Logo Questions Linux Laravel Mysql Ubuntu Git Menu
 

MySQL: How does groupby work on columns without aggregate functions?

Tags:

mysql

group-by

I am somewhat confused about how the group by command works in mysql.

Suppose I have a table:

mysql> select recordID, IPAddress, date, httpMethod from Log_Analysis_Records_dalhousieShort;                   
+----------+-----------------+---------------------+-------------------------------------------------+
| recordID | IPAddress       | date                | httpMethod                                      |
+----------+-----------------+---------------------+-------------------------------------------------+
|        1 | 64.68.88.22     | 2003-07-09 00:00:21 | GET /news/science/cancer.shtml HTTP/1.0         | 
|        2 | 64.68.88.166    | 2003-07-09 00:00:55 | GET /news/internet/xml.shtml HTTP/1.0           | 
|        3 | 129.173.177.214 | 2003-07-09 00:01:23 | GET / HTTP/1.1                                  | 
|        4 | 129.173.177.214 | 2003-07-09 00:01:23 | GET /include/fcs_style.css HTTP/1.1             | 
|        5 | 129.173.177.214 | 2003-07-09 00:01:23 | GET /include/main_page.css HTTP/1.1             | 
|        6 | 129.173.177.214 | 2003-07-09 00:01:23 | GET /images/bigportaltopbanner.gif HTTP/1.1     | 
|        7 | 129.173.177.214 | 2003-07-09 00:01:23 | GET /images/right_1.jpg HTTP/1.1                | 
|        8 | 64.68.88.165    | 2003-07-09 00:02:43 | GET /studentservices/responsible.shtml HTTP/1.0 | 
|        9 | 64.68.88.165    | 2003-07-09 00:02:44 | GET /news/sports/basketball.shtml HTTP/1.0      | 
|       10 | 64.68.88.34     | 2003-07-09 00:02:46 | GET /news/science/space.shtml HTTP/1.0          | 
|       11 | 129.173.159.98  | 2003-07-09 00:03:46 | GET / HTTP/1.1                                  | 
|       12 | 129.173.159.98  | 2003-07-09 00:03:46 | GET /include/fcs_style.css HTTP/1.1             | 
|       13 | 129.173.159.98  | 2003-07-09 00:03:46 | GET /include/main_page.css HTTP/1.1             | 
|       14 | 129.173.159.98  | 2003-07-09 00:03:48 | GET /images/bigportaltopbanner.gif HTTP/1.1     | 
|       15 | 129.173.159.98  | 2003-07-09 00:03:48 | GET /images/left_1g.jpg HTTP/1.1                | 
|       16 | 129.173.159.98  | 2003-07-09 00:03:48 | GET /images/webcam.gif HTTP/1.1                 | 
+----------+-----------------+---------------------+-------------------------------------------------+

When I am execute this statement how does it choose which recordID to include since there are a range of recordIDs that would be correct? Does it just choose the first one that matches?

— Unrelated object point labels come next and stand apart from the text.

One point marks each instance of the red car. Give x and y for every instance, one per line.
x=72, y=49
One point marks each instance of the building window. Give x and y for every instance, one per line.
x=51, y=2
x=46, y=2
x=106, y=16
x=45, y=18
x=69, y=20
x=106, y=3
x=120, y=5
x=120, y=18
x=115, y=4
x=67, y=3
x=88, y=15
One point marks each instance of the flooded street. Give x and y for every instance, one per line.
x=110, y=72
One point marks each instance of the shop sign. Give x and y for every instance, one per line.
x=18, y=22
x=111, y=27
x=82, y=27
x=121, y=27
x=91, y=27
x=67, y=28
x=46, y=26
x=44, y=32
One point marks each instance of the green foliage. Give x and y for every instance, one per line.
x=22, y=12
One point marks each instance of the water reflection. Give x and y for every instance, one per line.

mysql> select recordID, IPAddress, date, httpMethod from Log_Analysis_Records_dalhousieShort GROUP BY IPADDRESS;
+----------+-----------------+---------------------+-------------------------------------------------+
| recordID | IPAddress       | date                | httpMethod                                      |
+----------+-----------------+---------------------+-------------------------------------------------+
|       11 | 129.173.159.98  | 2003-07-09 00:03:46 | GET / HTTP/1.1                                  | 
|        3 | 129.173.177.214 | 2003-07-09 00:01:23 | GET / HTTP/1.1                                  | 
|        8 | 64.68.88.165    | 2003-07-09 00:02:43 | GET /studentservices/responsible.shtml HTTP/1.0 | 
|        2 | 64.68.88.166    | 2003-07-09 00:00:55 | GET /news/internet/xml.shtml HTTP/1.0           | 
|        1 | 64.68.88.22     | 2003-07-09 00:00:21 | GET /news/science/cancer.shtml HTTP/1.0         | 
|       10 | 64.68.88.34     | 2003-07-09 00:02:46 | GET /news/science/space.shtml HTTP/1.0          | 
+----------+-----------------+---------------------+-------------------------------------------------+
6 rows in set (0.00 sec)

For this table the max(date) and min(date) values seem logical to me but I am confused about how the recordID and httpMethod where chosen.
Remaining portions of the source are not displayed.